Moving on to the surgical articles, Hontscharuk et al. comprehensively review patient satisfaction and complications of penile inversion vaginoplasty including post-operative bleeding and pain, wound healing and infection, granulation tissue, neovaginal stenosis, intravaginal hair growth, clitoral complications, urinary complications, and rectal injury.11 Kloer et al. conducted a systematic review of sexual health following vaginoplasty.12 They found median rates of 81% for general sexual satisfaction and 80% for ability to achieve orgasm postoperatively. Yuan et al. describe how burdensome insurance company requirements in the United States for referral letters for gender-affirming genital surgery can negatively impact care.13

Both medical and surgical treatment options may adversely affect the reproductive potential of TGD people. Rodriguez-Wallberg et al. conducted a prospective study of sperm quality in transgender women before or after hormone therapy.14 They found that transgender women who had not yet started hormone therapy had lower mean sperm concentrations, sperm counts, and motility as compared to a reference population from the World Health Organization. They confirmed that hormone therapy is associated with a high occurrence of sperm abnormalities. Schneider et al. measured serum and intratesticular inhibin B and anti-Mullerian hormone in transgender women.15 They found that levels of inhibin B, but not anti-Mullerian hormone, indicate the presence of spermatogonia. Two studies looked at the utilization and availability of reproductive services for TGD individuals who sought care at fertility centers in France. Eustache et al. found that transgender women were more likely to desire and achieve fertility preservation than transgender men.16 Bonan et al. describe the characteristics and intentions of couples involving a transgender man and cisgender female partner.17

Finally, Aldridge et al. conducted a prospective study over 18 months to assess the role of gender-affirming hormone therapy on depression and anxiety symptoms.18 They confirmed important mental health benefits of hormone therapy with reductions in both depression and anxiety symptoms. Nonetheless, they also found that high-levels of anxiety persist after hormone therapy and the need for social support.

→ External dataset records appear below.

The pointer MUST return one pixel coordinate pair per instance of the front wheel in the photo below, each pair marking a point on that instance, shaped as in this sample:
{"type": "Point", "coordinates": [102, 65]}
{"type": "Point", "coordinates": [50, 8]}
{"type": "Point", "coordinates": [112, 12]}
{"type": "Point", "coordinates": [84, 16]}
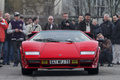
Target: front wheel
{"type": "Point", "coordinates": [93, 70]}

Although research in transgender health has dramatically expanded over the past two decades, many large and important gaps exist in the field. In order to conduct studies with adequate sample sizes, electronic health records will need to routinely collect data on gender identity. On a global level, more research is needed from Africa, Asia, and the Middle East where the lives and care of TGD people likely differ. I look forward to how the field will evolve and advance.

The author declares that there is no conflict of interest that could be perceived as prejudicing the impartiality of the research reported.